Kessel finally found some chemistry with the right linemate last season, Joffrey Lupul, helping him not only post his career high in goals (37), but also finding his playmaking skill, as well (45 assists). Unfortunately, Kessel has been idle during the lockout, probably spending his time watching tapes of Tyler Seguin, Jared Knight and Dougie Hamilton -- the young players Boston selected with the draft picks Toronto was willing to exchange for its talented winger.

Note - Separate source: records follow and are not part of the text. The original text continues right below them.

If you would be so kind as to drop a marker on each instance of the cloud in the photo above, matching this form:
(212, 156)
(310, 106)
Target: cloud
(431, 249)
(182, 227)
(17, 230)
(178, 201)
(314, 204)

8. Jason Spezza, C, Ottawa Senators, 40 points

Finding some great chemistry with linemate Milan Michalek and Norris-winning defenseman Erik Karlsson, Spezza scored 34 goals for the third time, matching his career high, and finished fourth overall in league scoring. At 29, Spezza is practically the old man of this list, but has proven his offensive talents over the years, currently sitting sixth among players with points per game. Spezza has been playing in Switzerland, where he scored 30 points in 28 games, and won the Spengler Cup.

9. Alex Ovechkin, LW, Washington Capitals, 39 points

Once considered one of the world's two greatest hockey players, Ovechkin earned two Hart Trophies, two Rocket Richard Trophies and one Art Ross while scoring at least 100 points in four of his first five seasons. Though his shooting percentage has remained roughly the same, unfortunately his shot totals, which were once as high as 528, dropped down to 303 last season -- the first time that he hasn't led the league. Worse yet, after three straight seasons with at least 53 assists, Ovechkin earned barely half that with just 27. However, Ovechkin is far too talented to remain outside the scoring race, and with his 40 points in 31 KHL games and (hopefully) the end of the coaching upheaval in Washington, all the signs are pointing to a rebound season.

10. Eric Staal, C, Carolina Hurricanes, 38 points

Staal scored 100 points in 2005-06, the season the Hurricanes won the Stanley Cup, leading the postseason in scoring, too. Last season, he scored exactly 70 points for the third time since then, which is amazingly his career low since that magnificent season -- a particularly impressive feat for such a consistent two-way player who rarely gets to play alongside the same talent as those listed above. Thankfully, that will change this season with the acquisition of Alexander Semin (from Washington), and with his brother Jordan (from Pittsburgh) shouldering some of his defensive responsibilities.